A coleta de informações ocorreu através de
entrevistas semiestruturadas (Bogdan & Biklen, 1994), desenvolvidas de forma presencial, com
agendamento prévio, em sala reservada na escola. As questões norteadoras
relacionaram-se aos objetivos do estudo, tais como: alternativas
didático-pedagógicas a partir do impedimento de aulas presenciais; uso de
tecnologias digitais; tomada de decisões no contexto escolar, frente ao ERE; a
forma como ocorreram as aulas de EF; os primeiros movimentos de retorno à
presencialidade. As entrevistas ocorreram no mês de junho de 2021, período em
que as escolas estavam retornando às aulas presenciais de forma escalonada, ou
seja, metade de cada turma vinha para a aula presencial e a outra metade
permanecia em casa, realizando atividades impressas disponibilizadas pelos
professores. As entrevistas foram gravadas, transcritas e encaminhadas para o e-mail de cada uma das escolas, que
disponibilizaram o texto para os entrevistados revisarem, ratificarem ou
fazerem algum ajuste que julgassem necessário. Após esses trâmites, as
informações foram utilizadas na pesquisa.

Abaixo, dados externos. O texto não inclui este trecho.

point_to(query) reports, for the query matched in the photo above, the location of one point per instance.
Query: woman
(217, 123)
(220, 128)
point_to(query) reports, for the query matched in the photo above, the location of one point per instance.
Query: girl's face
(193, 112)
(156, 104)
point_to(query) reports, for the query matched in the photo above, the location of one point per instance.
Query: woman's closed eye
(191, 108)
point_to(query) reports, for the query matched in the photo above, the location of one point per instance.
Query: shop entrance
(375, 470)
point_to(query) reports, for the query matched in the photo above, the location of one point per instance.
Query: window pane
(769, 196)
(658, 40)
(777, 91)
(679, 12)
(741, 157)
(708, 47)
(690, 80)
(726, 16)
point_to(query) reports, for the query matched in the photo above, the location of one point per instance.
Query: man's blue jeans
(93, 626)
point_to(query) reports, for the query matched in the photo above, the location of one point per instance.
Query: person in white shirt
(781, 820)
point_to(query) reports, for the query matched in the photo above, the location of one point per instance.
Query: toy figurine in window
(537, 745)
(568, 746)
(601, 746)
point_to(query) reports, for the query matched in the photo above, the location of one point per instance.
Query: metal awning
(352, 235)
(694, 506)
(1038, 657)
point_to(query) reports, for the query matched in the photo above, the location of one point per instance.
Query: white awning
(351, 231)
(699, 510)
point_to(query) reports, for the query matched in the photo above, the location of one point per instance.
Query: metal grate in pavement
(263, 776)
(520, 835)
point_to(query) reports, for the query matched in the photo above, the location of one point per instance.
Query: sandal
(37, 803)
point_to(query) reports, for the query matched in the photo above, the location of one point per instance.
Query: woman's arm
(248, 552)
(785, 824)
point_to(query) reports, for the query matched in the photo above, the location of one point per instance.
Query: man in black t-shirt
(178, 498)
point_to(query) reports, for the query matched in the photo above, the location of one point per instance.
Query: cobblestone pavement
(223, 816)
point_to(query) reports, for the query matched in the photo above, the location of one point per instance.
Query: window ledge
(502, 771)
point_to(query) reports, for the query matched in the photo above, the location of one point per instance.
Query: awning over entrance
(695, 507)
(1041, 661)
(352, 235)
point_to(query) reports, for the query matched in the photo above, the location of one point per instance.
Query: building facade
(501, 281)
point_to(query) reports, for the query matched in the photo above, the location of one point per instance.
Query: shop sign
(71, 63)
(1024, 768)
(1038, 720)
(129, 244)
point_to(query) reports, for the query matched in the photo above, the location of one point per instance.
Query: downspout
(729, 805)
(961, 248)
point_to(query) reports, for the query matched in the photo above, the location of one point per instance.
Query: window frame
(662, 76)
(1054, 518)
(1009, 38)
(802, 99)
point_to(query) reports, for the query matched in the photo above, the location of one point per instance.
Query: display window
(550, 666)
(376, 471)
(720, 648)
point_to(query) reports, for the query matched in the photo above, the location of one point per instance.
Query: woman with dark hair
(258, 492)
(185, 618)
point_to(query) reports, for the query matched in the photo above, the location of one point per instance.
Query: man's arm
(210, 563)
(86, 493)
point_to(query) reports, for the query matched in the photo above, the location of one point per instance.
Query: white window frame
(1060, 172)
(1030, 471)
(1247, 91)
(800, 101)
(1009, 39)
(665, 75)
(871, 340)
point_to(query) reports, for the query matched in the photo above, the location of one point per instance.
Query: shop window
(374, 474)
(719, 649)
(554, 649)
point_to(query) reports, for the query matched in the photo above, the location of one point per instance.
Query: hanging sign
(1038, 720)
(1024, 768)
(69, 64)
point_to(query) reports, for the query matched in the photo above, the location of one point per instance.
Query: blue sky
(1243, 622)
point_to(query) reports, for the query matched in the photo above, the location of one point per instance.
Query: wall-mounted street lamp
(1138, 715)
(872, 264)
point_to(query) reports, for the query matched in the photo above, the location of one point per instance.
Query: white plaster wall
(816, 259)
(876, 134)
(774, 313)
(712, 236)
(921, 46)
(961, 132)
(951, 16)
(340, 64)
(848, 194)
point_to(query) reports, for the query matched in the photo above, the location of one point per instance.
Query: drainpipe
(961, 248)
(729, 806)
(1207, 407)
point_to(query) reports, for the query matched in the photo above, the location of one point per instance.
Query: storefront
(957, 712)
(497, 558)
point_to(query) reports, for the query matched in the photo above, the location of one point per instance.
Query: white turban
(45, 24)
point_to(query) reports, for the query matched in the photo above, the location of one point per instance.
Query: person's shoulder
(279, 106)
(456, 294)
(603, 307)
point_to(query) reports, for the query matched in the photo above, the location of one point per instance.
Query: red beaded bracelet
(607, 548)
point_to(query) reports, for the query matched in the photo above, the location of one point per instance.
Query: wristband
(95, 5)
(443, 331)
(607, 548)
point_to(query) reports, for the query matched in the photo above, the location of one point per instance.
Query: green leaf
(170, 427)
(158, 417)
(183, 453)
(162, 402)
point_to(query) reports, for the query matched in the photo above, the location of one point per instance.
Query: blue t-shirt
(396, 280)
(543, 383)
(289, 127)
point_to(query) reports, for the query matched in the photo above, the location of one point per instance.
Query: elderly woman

Quanto à análise das informações, optou-se pela
análise textual discursiva (Moraes & Galiazzi,
2016), que é um processo de desconstrução e reconstrução de novos textos a
partir da interpretação de enunciados discursivos, com o objetivo de atingir
uma compreensão mais elaborada dos discursos no interior dos quais foram
produzidos. O material submetido à análise (corpus) foram as entrevistas
realizadas com os professores e gestores. A partir da análise textual, foram
identificadas unidades de análise relacionadas aos objetivos da pesquisa, das
quais emergiram três categorias, sendo elas: desafios, incertezas e primeiros
movimentos, frente à pandemia; aprendendo no peito, na raça e na coletividade;
retorno à presencialidade: a importância da EFE.
Quanto aos cuidados éticos, a pesquisa não foi submetida ao Comitê
de Ética. Contudo, todos os cuidados para preservar a confidencialidade das
informações foram tomados, bem como foram esclarecidos os possíveis riscos,
desconfortos e benefícios. A Secretaria de Educação do município autorizou o
estudo mediante a assinatura da Carta de Anuência. Os membros da equipe
diretiva e professores de EF autorizaram o uso das informações mediante a
assinatura do Termo de Consentimento Livre e Esclarecido. Na divulgação dos
resultados, os nomes das escolas, dos membros da equipe diretiva e dos
professores não são divulgados. Utilizamos os seguintes termos para nomeá-los:
direção da escola A; coordenação pedagógica da escola A; direção da escola B;
coordenação pedagógica da escola B; professor 1 e professor 2, para os que
atuam na escola A; professor 3 e professor 4, para os que atuam na escola B.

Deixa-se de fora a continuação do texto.